The people I encounter who increase my want for alcohol like being around colleagues and all they talk about is going to the pub, after talking on the phone or visiting certain family members I desire a drink, feeling nagged or like someone else is trying to control my drinking etc

PLACES

Under places I also thought about events and special days such as Christmas and birthdays, watching a movie, going out for a meal or having a family barbeque etc

By writing my list I was becoming productive but I was also making myself aware of the many situations and circumstances that do trigger my desire for a drink and there is many.

List in hand I began to focus on how I can combat these situations I knew that the list would be pointless if when a trigger occurred I was unaware and allowed myself to go on autopilot so I decided that when a trigger occurred I would bring my attention to it.

Using the Mindfulness technique of S.T.O.P.

STOP In my tracks as soon as I feel a craving

TAKE A BREATHE this momentary pause allowed me to go from the autopilot in my mind to the here and now giving me back control.

OBSERVE MYSELF during this pause I would look at the craving and think of what my body actually needs and not what my mind thinks it needs i.e. alcohol. In doing so I would often notice I hadn't eaten, ok Matt get some grub this would take the edge off, I was stressed, ok Matt get some fresh air, I was bored lacking stimuli, Ok Matt do something productive this feeling will pass!

PROCEED I would then proceed with what was needed and often I had to grit my teeth and be disciplined but I did get through it!

This simple technique has gotten me out of some very close calls including the night my dad died please check out day 49 video on my journey and On day 50 the video called keep on keeping on.

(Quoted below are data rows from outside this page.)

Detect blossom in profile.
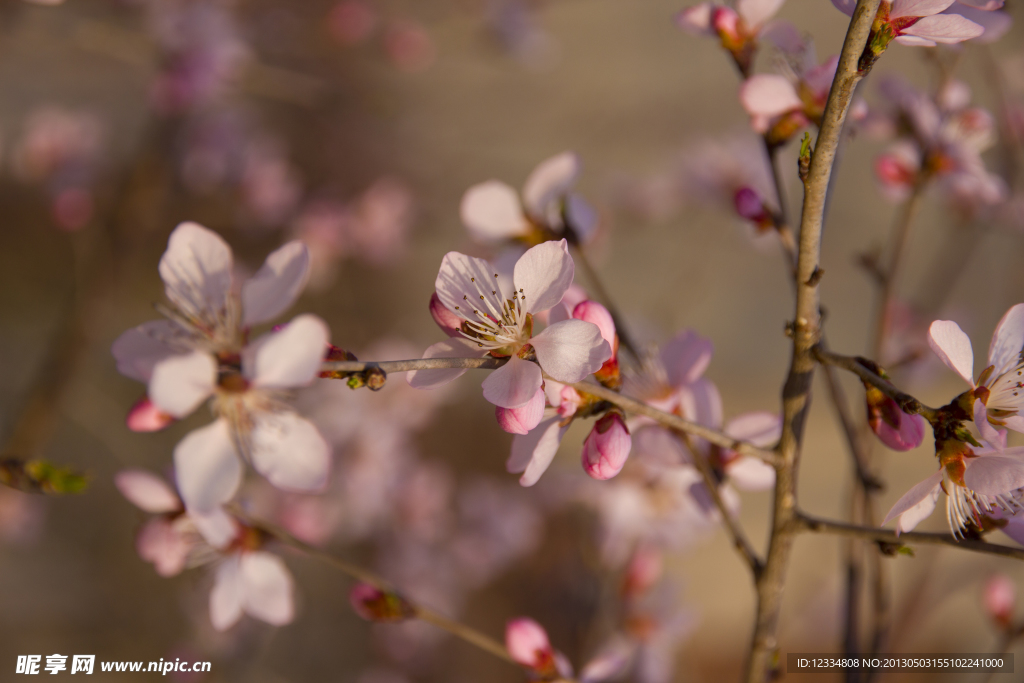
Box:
[112,223,329,513]
[460,152,597,244]
[409,240,611,409]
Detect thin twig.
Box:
[231,508,518,666]
[745,0,880,683]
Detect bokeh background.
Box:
[0,0,1024,683]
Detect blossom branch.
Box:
[232,506,518,666]
[813,345,938,422]
[797,512,1024,560]
[745,0,881,683]
[321,357,778,465]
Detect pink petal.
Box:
[159,222,233,321]
[406,337,484,389]
[250,413,331,492]
[928,321,974,387]
[512,240,575,313]
[111,321,185,382]
[495,389,545,434]
[896,486,939,535]
[148,351,217,418]
[481,355,544,408]
[660,330,715,387]
[114,470,182,514]
[242,242,309,328]
[724,412,782,447]
[988,303,1024,377]
[125,396,174,432]
[240,552,295,626]
[529,319,611,384]
[964,455,1024,496]
[210,554,245,631]
[242,313,331,389]
[739,74,804,118]
[896,14,985,44]
[506,415,568,486]
[522,152,581,220]
[676,2,715,36]
[460,180,529,242]
[882,470,942,524]
[174,419,242,513]
[725,456,775,490]
[889,0,955,19]
[736,0,785,29]
[135,517,193,577]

With my list, I was now able to be prepared for my trigger times and so my recovery became the most important thing in my life as I planned and prepared for my trigger times by getting productive.

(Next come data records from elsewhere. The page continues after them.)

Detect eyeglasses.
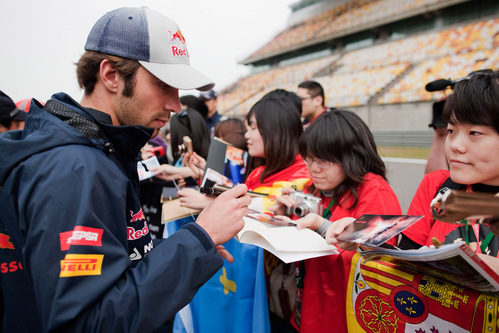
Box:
[304,157,334,170]
[298,95,317,101]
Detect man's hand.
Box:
[269,187,296,215]
[196,184,251,245]
[177,188,215,209]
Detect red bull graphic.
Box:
[130,208,146,223]
[59,254,104,277]
[170,30,185,44]
[59,226,104,251]
[0,260,23,274]
[0,233,14,250]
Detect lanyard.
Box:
[319,192,334,218]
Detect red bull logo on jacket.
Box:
[0,233,14,250]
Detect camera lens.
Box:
[294,202,310,217]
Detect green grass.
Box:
[378,146,430,159]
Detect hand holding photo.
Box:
[337,215,423,246]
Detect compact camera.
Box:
[152,146,165,157]
[178,136,194,155]
[286,191,322,217]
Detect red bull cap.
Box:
[85,7,215,91]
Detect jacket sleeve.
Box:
[18,147,222,332]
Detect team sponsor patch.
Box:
[59,254,104,277]
[126,221,149,240]
[59,226,104,251]
[0,233,14,250]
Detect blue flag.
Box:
[165,218,270,333]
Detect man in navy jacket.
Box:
[0,8,250,332]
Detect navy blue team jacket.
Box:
[0,93,222,332]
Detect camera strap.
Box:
[319,192,335,220]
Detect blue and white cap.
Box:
[85,7,215,91]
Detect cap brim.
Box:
[12,109,27,121]
[139,61,215,91]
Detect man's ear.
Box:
[99,59,121,93]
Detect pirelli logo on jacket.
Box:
[59,254,104,277]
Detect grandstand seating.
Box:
[219,13,499,114]
[249,0,454,58]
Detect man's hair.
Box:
[298,80,324,106]
[263,88,301,116]
[299,109,386,208]
[442,71,499,133]
[246,93,303,182]
[76,51,140,97]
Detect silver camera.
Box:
[286,191,322,217]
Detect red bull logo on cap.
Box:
[170,30,185,44]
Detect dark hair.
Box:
[264,88,301,116]
[170,109,211,160]
[299,109,386,208]
[298,80,324,106]
[246,92,303,182]
[180,95,208,118]
[215,118,248,150]
[76,51,140,97]
[443,71,499,133]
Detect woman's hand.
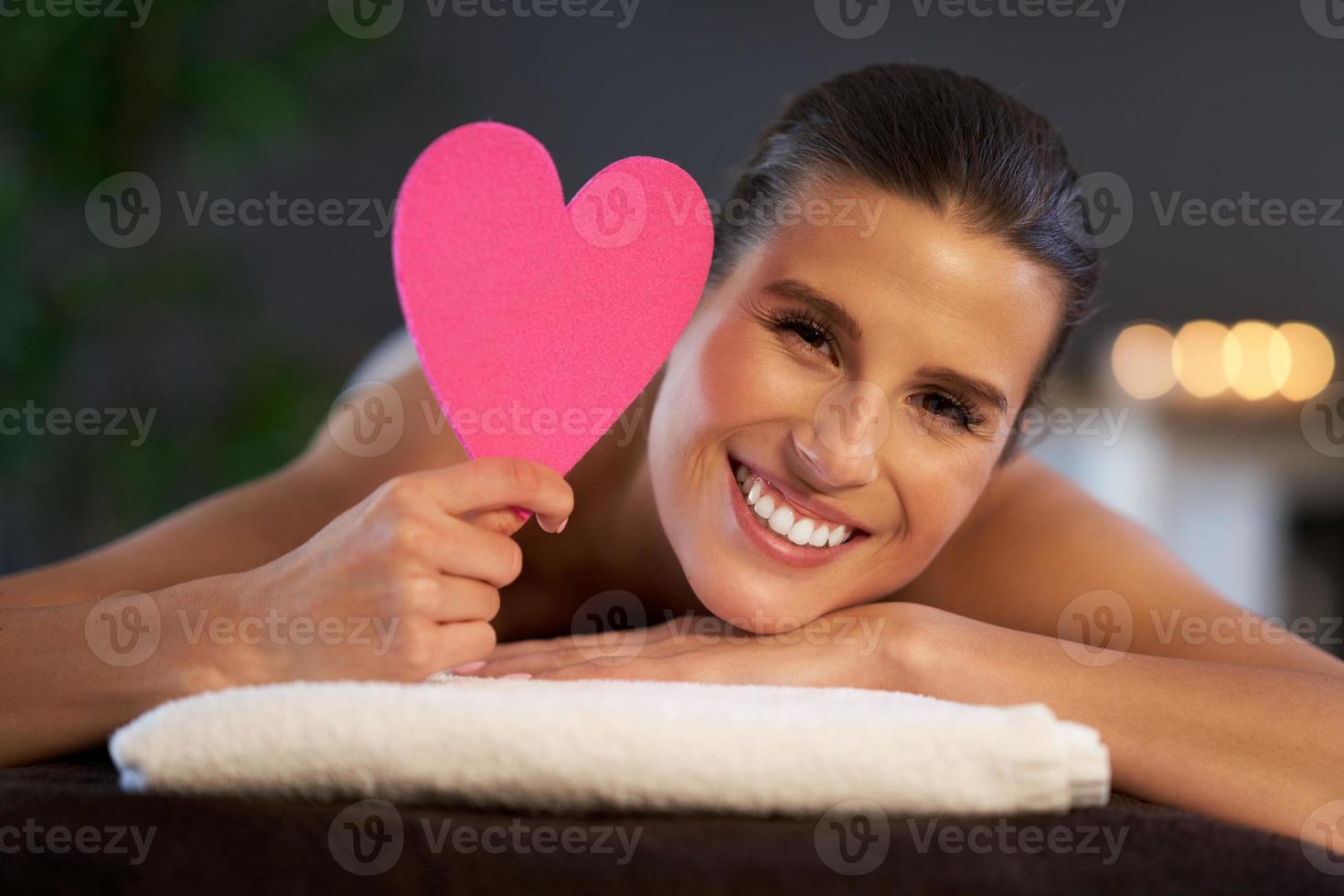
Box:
[221,458,574,684]
[458,603,935,690]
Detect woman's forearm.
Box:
[0,576,246,765]
[906,616,1344,837]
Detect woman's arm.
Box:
[477,458,1344,847]
[895,457,1344,676]
[0,367,466,607]
[886,604,1344,848]
[0,458,574,765]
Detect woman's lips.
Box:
[724,455,867,568]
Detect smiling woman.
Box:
[0,65,1344,854]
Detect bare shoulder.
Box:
[295,360,469,504]
[901,455,1210,634]
[898,455,1344,675]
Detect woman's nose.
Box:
[793,423,878,489]
[793,380,891,489]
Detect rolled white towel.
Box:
[111,678,1110,816]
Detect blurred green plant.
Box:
[0,0,392,571]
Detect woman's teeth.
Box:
[735,464,852,548]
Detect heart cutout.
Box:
[392,123,714,475]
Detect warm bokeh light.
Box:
[1278,321,1335,401]
[1110,324,1176,399]
[1223,321,1293,401]
[1172,321,1241,398]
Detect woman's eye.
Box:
[786,321,837,364]
[793,324,827,348]
[919,392,970,430]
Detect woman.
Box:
[0,66,1344,838]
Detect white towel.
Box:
[111,678,1110,816]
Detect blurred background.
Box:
[0,0,1344,636]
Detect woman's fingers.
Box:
[432,576,500,624]
[419,457,574,535]
[400,517,523,589]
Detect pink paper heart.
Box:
[392,123,714,485]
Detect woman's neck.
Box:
[505,372,696,634]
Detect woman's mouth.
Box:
[727,457,867,566]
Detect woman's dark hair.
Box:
[709,65,1099,458]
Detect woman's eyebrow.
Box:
[763,280,863,343]
[915,367,1008,414]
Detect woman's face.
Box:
[649,183,1061,633]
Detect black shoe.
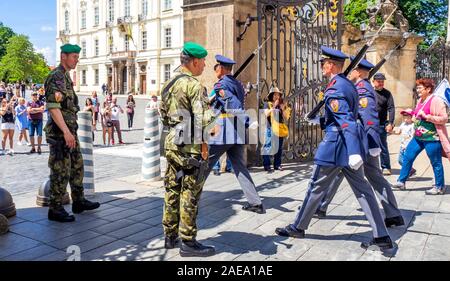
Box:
[48,206,75,222]
[314,210,327,219]
[242,203,264,214]
[180,240,216,257]
[72,199,100,214]
[384,216,405,227]
[164,236,179,249]
[361,236,394,250]
[275,225,305,238]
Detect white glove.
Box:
[369,147,381,157]
[348,154,363,170]
[248,121,259,130]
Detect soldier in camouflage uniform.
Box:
[44,44,100,222]
[160,42,221,256]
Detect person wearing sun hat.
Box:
[275,46,394,250]
[159,42,220,257]
[44,44,100,222]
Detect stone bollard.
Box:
[0,214,9,235]
[142,102,161,181]
[77,112,95,196]
[36,179,70,207]
[0,187,16,218]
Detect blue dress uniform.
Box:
[275,47,392,249]
[317,57,403,226]
[207,55,263,213]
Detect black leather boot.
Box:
[180,240,216,257]
[48,206,75,222]
[72,199,100,214]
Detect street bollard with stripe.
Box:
[142,102,161,181]
[77,112,95,196]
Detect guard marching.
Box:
[317,58,404,227]
[275,47,393,249]
[44,44,100,222]
[160,42,221,256]
[207,55,264,214]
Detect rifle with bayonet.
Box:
[306,9,397,120]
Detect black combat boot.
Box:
[164,236,179,249]
[72,199,100,214]
[48,206,75,222]
[384,216,405,227]
[242,203,264,214]
[361,236,394,250]
[314,210,327,219]
[275,225,305,238]
[180,240,216,257]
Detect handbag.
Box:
[270,103,289,138]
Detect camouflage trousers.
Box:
[162,150,205,241]
[48,136,84,208]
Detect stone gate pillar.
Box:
[183,0,258,162]
[342,27,422,125]
[183,0,258,107]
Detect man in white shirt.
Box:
[111,97,125,145]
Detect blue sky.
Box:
[0,0,56,65]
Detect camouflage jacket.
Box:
[159,69,218,154]
[44,65,80,137]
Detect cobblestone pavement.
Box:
[0,127,450,261]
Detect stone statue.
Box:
[367,0,409,32]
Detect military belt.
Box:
[219,113,234,119]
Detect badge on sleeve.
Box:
[55,92,63,102]
[359,98,369,108]
[330,100,339,112]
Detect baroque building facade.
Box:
[56,0,183,95]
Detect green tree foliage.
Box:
[0,35,49,82]
[0,22,16,59]
[398,0,448,46]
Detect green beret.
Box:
[183,42,208,59]
[61,44,81,54]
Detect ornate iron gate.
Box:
[258,0,344,161]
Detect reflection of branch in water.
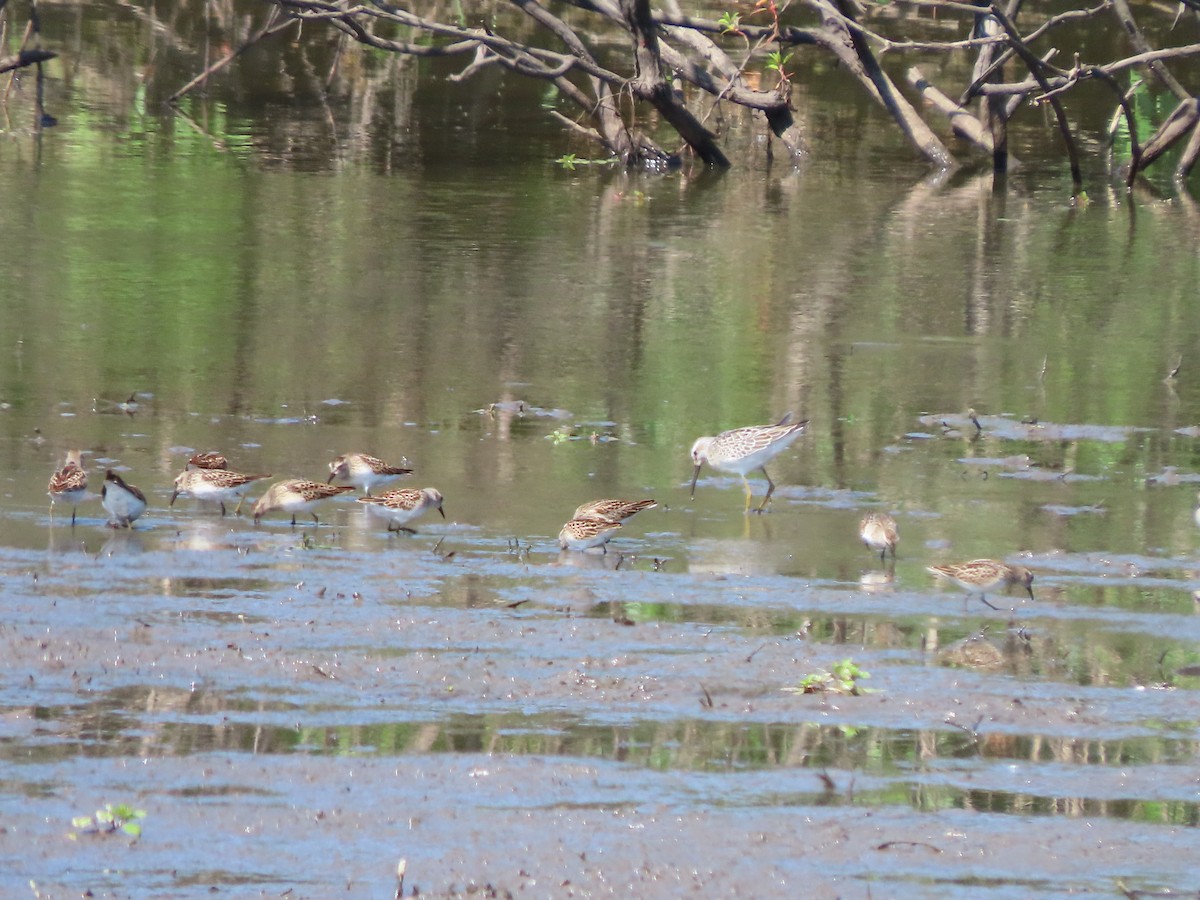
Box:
[172,107,229,152]
[167,7,296,104]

I knew a lack of stimuli in the evening would put me in the danger zone so I decided to learn about my problem of an evening.

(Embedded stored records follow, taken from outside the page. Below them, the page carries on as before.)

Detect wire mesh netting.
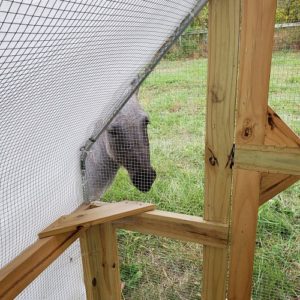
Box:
[253,9,300,300]
[0,0,205,299]
[0,0,300,300]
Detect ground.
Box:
[105,52,300,300]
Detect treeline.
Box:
[165,0,300,60]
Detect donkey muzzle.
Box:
[131,168,156,192]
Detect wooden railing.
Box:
[0,0,300,300]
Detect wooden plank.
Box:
[0,204,89,300]
[259,173,300,205]
[80,223,121,300]
[113,210,228,248]
[260,107,300,205]
[201,0,240,300]
[39,201,155,238]
[228,0,276,300]
[264,107,300,148]
[235,145,300,176]
[0,228,86,300]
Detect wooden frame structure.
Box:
[0,0,300,300]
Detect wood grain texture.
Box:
[113,210,228,248]
[201,0,240,300]
[264,107,300,148]
[235,145,300,176]
[228,0,276,300]
[39,201,155,238]
[259,173,300,205]
[0,204,88,300]
[260,107,300,205]
[80,223,121,300]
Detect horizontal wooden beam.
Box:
[234,145,300,176]
[113,210,228,248]
[39,201,155,238]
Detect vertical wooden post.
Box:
[80,223,121,300]
[228,0,276,300]
[202,0,276,300]
[202,0,241,300]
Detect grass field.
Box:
[104,52,300,300]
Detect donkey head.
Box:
[105,95,156,192]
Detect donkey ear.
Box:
[131,78,140,96]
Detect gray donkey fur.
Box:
[86,94,156,200]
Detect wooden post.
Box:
[228,0,276,300]
[202,0,276,300]
[202,0,240,300]
[80,223,121,300]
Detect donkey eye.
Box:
[107,125,120,135]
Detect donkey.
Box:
[86,93,156,200]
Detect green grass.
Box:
[104,52,300,300]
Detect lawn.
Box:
[104,52,300,300]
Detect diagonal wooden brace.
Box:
[39,201,155,238]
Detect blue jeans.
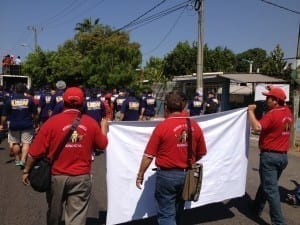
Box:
[254,152,288,225]
[295,185,300,205]
[155,170,185,225]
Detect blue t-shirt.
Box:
[83,97,106,123]
[121,97,141,121]
[141,96,156,117]
[188,98,203,116]
[3,93,36,130]
[38,93,52,122]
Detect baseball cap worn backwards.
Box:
[55,80,67,90]
[63,87,84,105]
[262,87,286,101]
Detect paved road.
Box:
[0,136,300,225]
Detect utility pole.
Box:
[27,26,43,51]
[195,0,204,98]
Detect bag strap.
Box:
[50,112,81,163]
[186,118,193,168]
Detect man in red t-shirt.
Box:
[22,87,108,225]
[136,92,206,225]
[248,87,293,225]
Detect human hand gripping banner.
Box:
[106,108,250,225]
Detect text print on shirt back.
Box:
[11,99,29,109]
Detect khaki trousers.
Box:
[46,174,92,225]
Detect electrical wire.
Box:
[117,0,191,31]
[261,0,300,15]
[144,5,188,55]
[117,0,166,32]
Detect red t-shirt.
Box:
[259,106,293,152]
[145,113,206,168]
[29,109,108,176]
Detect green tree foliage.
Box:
[25,18,142,88]
[203,45,236,73]
[143,57,168,83]
[23,18,291,89]
[262,45,290,79]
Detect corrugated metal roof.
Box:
[219,73,287,83]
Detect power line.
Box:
[144,6,187,55]
[117,0,166,32]
[261,0,300,15]
[117,0,190,31]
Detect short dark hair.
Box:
[165,91,185,113]
[16,83,27,94]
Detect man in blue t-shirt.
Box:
[83,90,106,124]
[120,90,141,121]
[140,90,156,120]
[188,93,203,116]
[0,83,36,167]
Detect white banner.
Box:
[106,108,250,225]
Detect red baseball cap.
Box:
[262,87,286,101]
[63,87,84,105]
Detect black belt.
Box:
[157,167,187,172]
[261,149,287,154]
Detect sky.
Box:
[0,0,300,66]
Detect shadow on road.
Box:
[86,193,268,225]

I studied addiction and in doing so I learnt about how childhood trauma is a gateway into addiction for many.

Because of my job and lockdown, I knew I would not be able to go to group meetings or therapy so I kept a journal which was for all intense and purposes was my Facebook page.

I begun to talk about my past which was not easy however something within felt it was time I opened up and perhaps by doing so I can show that we are more than our pasts, more than our addictions.

Other things I did :

I started eating healthy proper meals and keeping myself hydrated as I learnt that alcohol strips the body of vital nutrients and when we go into recovery it is important that we replace these nutrients and build our bodies back up.

One thing I will say as well is before you consider detoxing please visit your GP and get yourself checked out. Your GP can also advise on your options for detoxing and what help and assistance are available to you in your area.

For greater insight into my journey, what I have done and my recovery please check out my videos that go back to my day one.

At the end of the day, however, the desire for change has to be one you truly want. There are times when recovery seems so hard and everything seems to be going against you. These are the moments when we feel alcohol will take the pain away...

But it won't

It will simply continue to dictate your future and cause you problems and you are worth so much more than that.

Be consistent, be proactive, do not be afraid to reach out for support and remember there is no fails, there are only opportunities to learn.